A former Google engineer has gotten the company's goat.

And after receiving rare pushback in public from the tech giant's AI CEO, the computer programming veteran is now doubling down.

Steve Yegge, a software engineering veteran who used to work at the company, has faced a public onslaught after claiming last week that a "buddy at Google who's been a tech director there for about 20 years" essentially said that their AI adoption internally was severely lagging.

Google's internal AI adoption curve, Yegge wrote last week, is the same "as John Deere, the tractor company."

"Most of the industry has the same internal adoption curve: 20% agentic power users, 20% outright refusers, 60% still using Cursor or equivalent chat tool," Yegge wrote on X on April 13. "It turns out Google has this curve too."

Business Insider has not independently verified Yegge's claims, which he presented as secondhand.

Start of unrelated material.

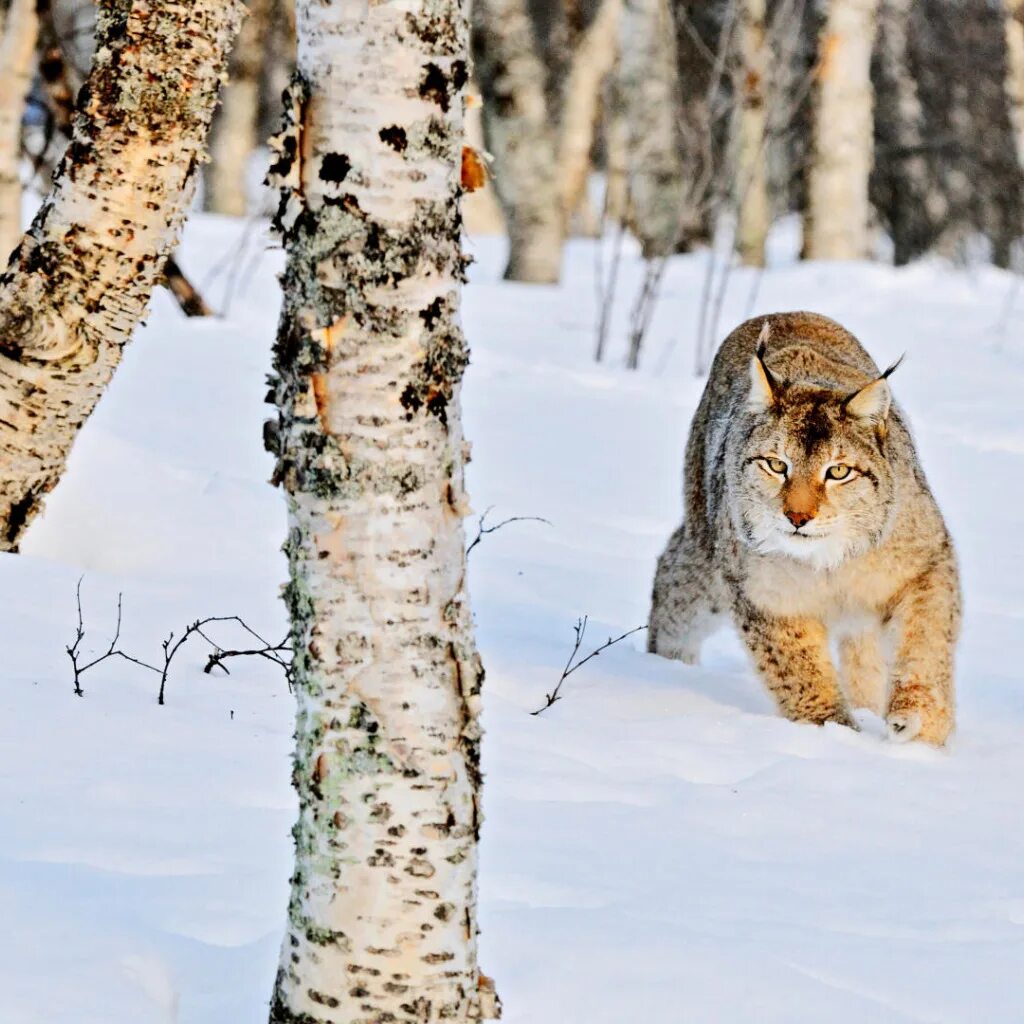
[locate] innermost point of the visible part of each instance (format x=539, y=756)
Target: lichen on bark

The company did not respond to a request for comment.

Externally, Google was viewed as entering 2026 on a winning streak, arguably catching up to OpenAI in the generative AI race and erasing a once-embarrassing gap for the company whose research helped lay the foundation for large language models.

Yegge's post sparked a firestorm of public backlash from the company's workers, stretching from some of Google's top rungs down to lower-level engineers.

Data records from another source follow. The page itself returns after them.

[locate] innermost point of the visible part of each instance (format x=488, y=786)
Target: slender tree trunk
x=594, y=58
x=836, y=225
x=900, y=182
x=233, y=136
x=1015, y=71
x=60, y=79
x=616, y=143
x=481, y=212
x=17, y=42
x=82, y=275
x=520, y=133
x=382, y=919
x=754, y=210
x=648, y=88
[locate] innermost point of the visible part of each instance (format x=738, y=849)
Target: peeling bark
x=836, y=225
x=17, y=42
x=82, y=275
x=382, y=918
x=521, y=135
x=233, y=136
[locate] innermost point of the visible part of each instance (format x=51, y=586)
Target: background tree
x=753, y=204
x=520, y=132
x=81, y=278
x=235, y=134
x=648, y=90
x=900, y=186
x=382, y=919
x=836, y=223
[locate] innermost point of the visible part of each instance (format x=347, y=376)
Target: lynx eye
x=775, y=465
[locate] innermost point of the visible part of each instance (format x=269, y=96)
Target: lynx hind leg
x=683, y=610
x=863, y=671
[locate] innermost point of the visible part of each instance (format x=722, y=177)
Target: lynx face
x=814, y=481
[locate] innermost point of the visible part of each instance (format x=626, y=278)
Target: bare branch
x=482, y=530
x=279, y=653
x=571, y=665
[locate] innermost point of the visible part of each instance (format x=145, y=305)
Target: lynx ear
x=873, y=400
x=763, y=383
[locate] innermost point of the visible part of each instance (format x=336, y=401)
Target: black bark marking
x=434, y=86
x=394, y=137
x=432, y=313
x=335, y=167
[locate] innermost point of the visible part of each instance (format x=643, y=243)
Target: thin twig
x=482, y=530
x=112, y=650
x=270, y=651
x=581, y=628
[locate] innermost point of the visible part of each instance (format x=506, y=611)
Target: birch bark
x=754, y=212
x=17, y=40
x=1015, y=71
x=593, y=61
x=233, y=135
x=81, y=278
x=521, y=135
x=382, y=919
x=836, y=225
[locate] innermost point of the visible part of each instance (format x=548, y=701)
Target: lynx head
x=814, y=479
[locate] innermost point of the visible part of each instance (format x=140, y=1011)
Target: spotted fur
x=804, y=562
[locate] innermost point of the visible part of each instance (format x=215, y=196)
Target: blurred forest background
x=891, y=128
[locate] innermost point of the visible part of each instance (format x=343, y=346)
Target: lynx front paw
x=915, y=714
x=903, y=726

Most notable was Google DeepMind CEO Demis Hassabis, who didn't seem to hold much back in attempting to set the record straight.

"Maybe tell your buddy to do some actual work and to stop spreading absolute nonsense," the Google AI boss wrote in a reply to Yegge's original post. "This post is completely false and just pure clickbait."

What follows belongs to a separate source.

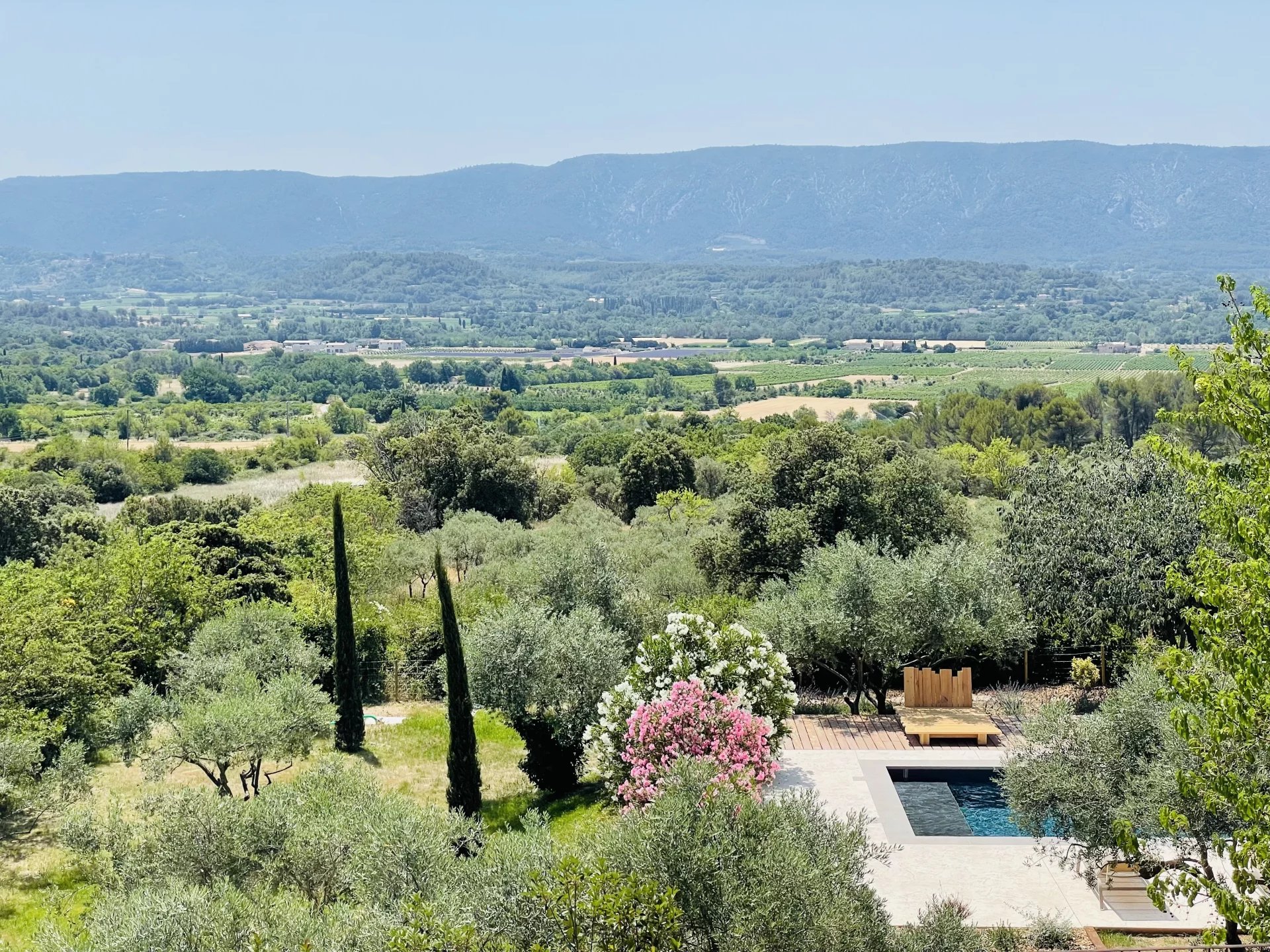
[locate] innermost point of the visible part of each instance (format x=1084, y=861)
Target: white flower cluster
x=733, y=662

In response to Hassabis, Yegge wrote that he would apologize for his initial post, "If Google can convince me that half their engineers are burning 4M tokens a day."

A week after his initial post on the topic, Yegge doubled down on Monday, writing that he had heard from "Googlers from multiple orgs" who outlined what he described as "a two-tier system," in which Hassabis' team uses Anthropic's Claude frequently, and the rest of Google largely does not.

"DeepMind engineers use Claude as a daily tool. Most of the rest of Google does not," Yegge wrote, adding that non-DeepMind engineers "get pushed onto internal Gemini variants."

"This is not a picture of an engineering org that is fine," Yegge wrote on X on Monday.

Anthropic's Claude Code is widely considered the industry standard for agentic AI coding tools. OpenAI and Google have rushed to catch up, but for now, many software engineers say they prefer Anthropic. Last week, Anthropic rolled out Opus 4.7, which it said was "a notable improvement" and that "users report being able to hand off their hardest coding work—the kind that previously needed close supervision—to Opus 4.7 with confidence."

Yegge argues Google is cherry-picking rosy data

AI adoption within companies is a major focal point in Silicon Valley. Hyperscalers like Meta have made headlines over employee leaderboards that track AI token use.

Addy Osmani, director of Google Cloud, said Yegge's original claims didn't "match the state of agentic coding at our company."

Osmani wrote that over 40,000 Google software engineers use agentic coding weekly.

"With so many friends working at other frontier labs and start-ups to give ourselves a baseline, Google is anything but average," Osmani wrote.

On Monday, Yegge said Osmani's statistic didn't tell the full story.

"Weekly use of a thin tool is precisely the box-checking I described in the original post. Volume of opens isn't adoption — and 'weekly' is a low bar that includes a lot of people who tried it once and went back to writing code by hand," Yegge wrote.

Overall, Yegge seemed to characterize the Googler backlash to his original post as spin.

"You can choose to believe Google's AI PR team and their core AI researchers, or you can believe your friends who actually work there," he wrote. "I've made my choice."